LITTLE ROCK - Major construction projects, including highway building, often results in huge discarded boulders and tree root wads. They are a disposal problem.

One solution just found in Arkansas is to use the material for fish habitat. And trout are already benefiting.

Tim Burnley is assistant aquatic habitat coordinator for the Arkansas Game and Fish Commission, and his synopsis of a project on the Little Red River downstream from Heber Springs described the good use of unwanted material.

Burnley said the bank stabilization and habitat work was in the Winkley Shoals area of the Little Red, not far from the spot where Howard "Rip" Collins caught the world record brown trout in 1992.

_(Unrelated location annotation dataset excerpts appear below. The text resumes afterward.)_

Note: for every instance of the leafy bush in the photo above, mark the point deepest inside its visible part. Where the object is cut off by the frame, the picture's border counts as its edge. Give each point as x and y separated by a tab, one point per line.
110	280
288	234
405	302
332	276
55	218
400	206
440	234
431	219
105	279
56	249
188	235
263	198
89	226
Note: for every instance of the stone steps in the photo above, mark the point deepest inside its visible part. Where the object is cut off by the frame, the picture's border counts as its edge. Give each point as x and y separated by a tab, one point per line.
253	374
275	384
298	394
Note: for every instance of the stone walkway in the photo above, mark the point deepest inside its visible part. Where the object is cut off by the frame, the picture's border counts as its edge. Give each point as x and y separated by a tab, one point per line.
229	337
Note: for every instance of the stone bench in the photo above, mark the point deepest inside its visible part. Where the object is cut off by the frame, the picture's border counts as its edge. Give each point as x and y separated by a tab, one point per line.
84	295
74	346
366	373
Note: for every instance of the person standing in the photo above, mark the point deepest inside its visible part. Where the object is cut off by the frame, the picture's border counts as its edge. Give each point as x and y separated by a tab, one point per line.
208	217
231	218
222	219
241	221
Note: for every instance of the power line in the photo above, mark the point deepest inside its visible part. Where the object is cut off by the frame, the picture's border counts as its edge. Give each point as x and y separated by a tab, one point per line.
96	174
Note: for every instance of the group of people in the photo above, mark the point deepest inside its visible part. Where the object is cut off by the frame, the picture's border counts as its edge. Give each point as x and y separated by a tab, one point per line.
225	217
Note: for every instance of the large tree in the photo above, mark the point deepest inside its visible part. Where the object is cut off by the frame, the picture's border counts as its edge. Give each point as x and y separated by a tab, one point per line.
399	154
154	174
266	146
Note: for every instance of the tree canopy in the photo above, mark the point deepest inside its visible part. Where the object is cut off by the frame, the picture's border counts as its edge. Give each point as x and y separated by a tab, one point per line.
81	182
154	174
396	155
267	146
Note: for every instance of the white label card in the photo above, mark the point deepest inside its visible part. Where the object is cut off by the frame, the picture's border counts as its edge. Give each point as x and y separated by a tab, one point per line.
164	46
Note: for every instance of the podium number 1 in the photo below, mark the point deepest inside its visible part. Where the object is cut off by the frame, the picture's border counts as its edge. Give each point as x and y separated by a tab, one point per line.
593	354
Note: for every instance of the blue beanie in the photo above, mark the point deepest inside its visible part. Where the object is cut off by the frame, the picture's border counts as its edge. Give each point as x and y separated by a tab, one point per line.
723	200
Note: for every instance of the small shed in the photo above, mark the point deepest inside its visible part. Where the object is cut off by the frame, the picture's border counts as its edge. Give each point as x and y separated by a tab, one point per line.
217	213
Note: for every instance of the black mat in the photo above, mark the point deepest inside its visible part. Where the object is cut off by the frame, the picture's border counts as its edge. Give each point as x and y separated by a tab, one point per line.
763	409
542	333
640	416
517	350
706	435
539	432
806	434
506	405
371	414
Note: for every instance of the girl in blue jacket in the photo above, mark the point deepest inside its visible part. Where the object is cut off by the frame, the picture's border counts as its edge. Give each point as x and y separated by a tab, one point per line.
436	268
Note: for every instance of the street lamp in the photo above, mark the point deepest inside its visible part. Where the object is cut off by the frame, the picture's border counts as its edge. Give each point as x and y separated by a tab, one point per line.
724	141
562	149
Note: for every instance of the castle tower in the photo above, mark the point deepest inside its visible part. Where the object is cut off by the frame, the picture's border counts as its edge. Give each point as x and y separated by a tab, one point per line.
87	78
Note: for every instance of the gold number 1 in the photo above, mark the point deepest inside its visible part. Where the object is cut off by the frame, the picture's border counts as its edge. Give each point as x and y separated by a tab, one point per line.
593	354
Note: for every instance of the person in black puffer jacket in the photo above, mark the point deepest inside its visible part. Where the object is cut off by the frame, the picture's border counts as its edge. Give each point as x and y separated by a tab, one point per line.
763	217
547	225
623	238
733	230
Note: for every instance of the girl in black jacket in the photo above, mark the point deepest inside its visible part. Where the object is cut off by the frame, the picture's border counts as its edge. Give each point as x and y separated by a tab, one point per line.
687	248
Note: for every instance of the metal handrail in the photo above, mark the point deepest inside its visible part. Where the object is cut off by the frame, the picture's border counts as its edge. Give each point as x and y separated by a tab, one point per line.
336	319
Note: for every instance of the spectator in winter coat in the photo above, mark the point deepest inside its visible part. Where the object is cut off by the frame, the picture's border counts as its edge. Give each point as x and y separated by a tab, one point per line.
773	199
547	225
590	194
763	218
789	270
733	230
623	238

"We did the majority of the work on one weekend, Nov. 6-7," Burnley said. "We had a lot of volunteers helping, and we could not have done it without these volunteers. Game and Fish has a dump truck big enough to haul the really big boulders, and with a front-end loader in the stream bed, we were able to get those boulders in the places we needed them."

A trout steam needs obstructions. These create better conditions for fish, for the production of food for fish and for tumbling water that picks up vital oxygen.

Burnley said, "At Winkley Shoals, we put in about 500 tons of rocks and boulders. We built rock vanes that were tied to the banks and were angled upstream. We also built lunker bunkers, which are low fish shelters. These are two big rocks with a large slab of rock across the top."

Another habitat project is underway on the White River, and it will also use construction debris, Burnley said. "We're getting material from Marion County's road department, from a new Wal-Mart SuperCenter at Flippin and from a new road project in Baxter County. We'll have trees and root wads held in place by boulders.

"It's hard to place a monetary value on this material, but it's good for the fish, and it gets rid of some waste material."

Burnley explained that over time, rocky trout streams lose some of their effectiveness as fish habitat because of flooding and siltation, which disturbs rocks and other features. It's no easy task to move a boulder weighing a ton or more into place in a river, but it's being done in Arkansas.

A few years ago, volunteers including Navy Seabees helped AGFC restore trout habitat in a flood-ravaged stretch of the upper White River just downstream from Beaver Dam in northwest Arkansas.